NVS-HO: A Benchmark for Novel View Synthesis of Handheld Objects
Musawar Ali, Manuel Carranza-García, Nicola Fioraio, Samuele Salti, Luigi Di Stefano
TL;DR
This work introduces NVS-HO, the first RGB-only benchmark for novel view synthesis of handheld objects in real-world settings. It provides two complementary sequences per object—HS for training and BS for ground-truth evaluation—along with a SIM($3$)-based pose-alignment protocol and segmentation masks to enable fair foreground/background evaluation. Baselines include COLMAP SfM and VGGT for pose estimation, plus NeRF-based Nerfacto and Gaussian Splatting for NVS rendering, revealing that COLMAP generally outperforms VGGT and that Splatting surpasses NeRF, albeit with locally low median $PSNR$ around $16$ and only modest improvements from pose refinement. By offering a dataset of 67 objects with a robust evaluation protocol, NVS-HO provides a practical platform to push RGB-based NVS methods toward real-world handheld scenarios and to spur robust pose estimation and appearance modeling under occlusions.
Abstract
We propose NVS-HO, the first benchmark designed for novel view synthesis of handheld objects in real-world environments using only RGB inputs.

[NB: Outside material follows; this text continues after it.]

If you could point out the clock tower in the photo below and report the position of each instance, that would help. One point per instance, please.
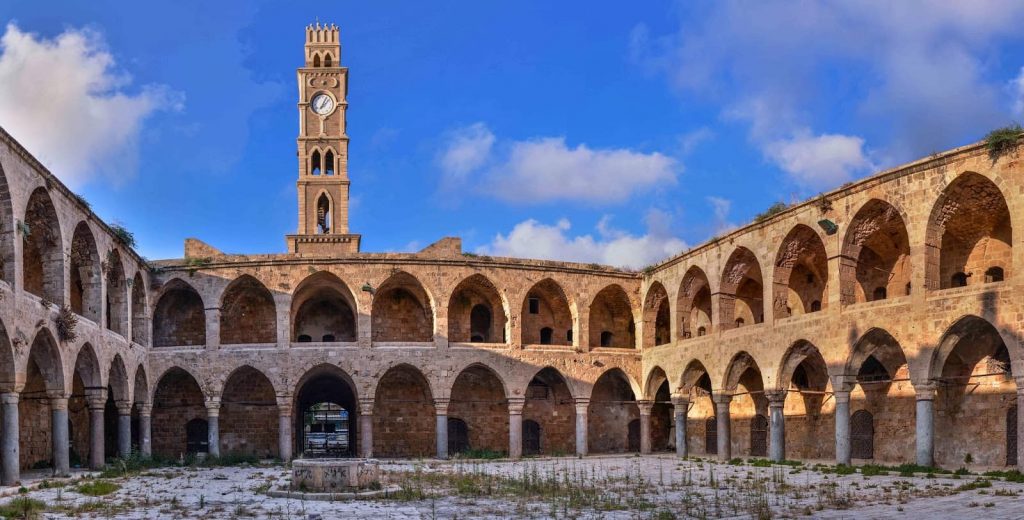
(323, 148)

Each object is recorded in two complementary RGB sequences: (1) a handheld sequence, where the object is manipulated in front of a static camera, and (2) a board sequence, where the object is fixed on a ChArUco board to provide accurate camera poses via marker detection. The goal of NVS-HO is to learn a NVS model that captures the full appearance of an object from (1), whereas (2) provides the ground-truth images used for evaluation. To establish baselines, we consider both a classical SfM pipeline and a state-of-the-art pre-trained feed-forward neural network (VGGT) as pose estimators, and train NVS models based on NeRF and Gaussian Splatting. Our experiments reveal significant performance gaps in current methods under unconstrained handheld conditions, highlighting the need for more robust approaches. NVS-HO thus offers a challenging real-world benchmark to drive progress in RGB-based novel view synthesis of handheld objects.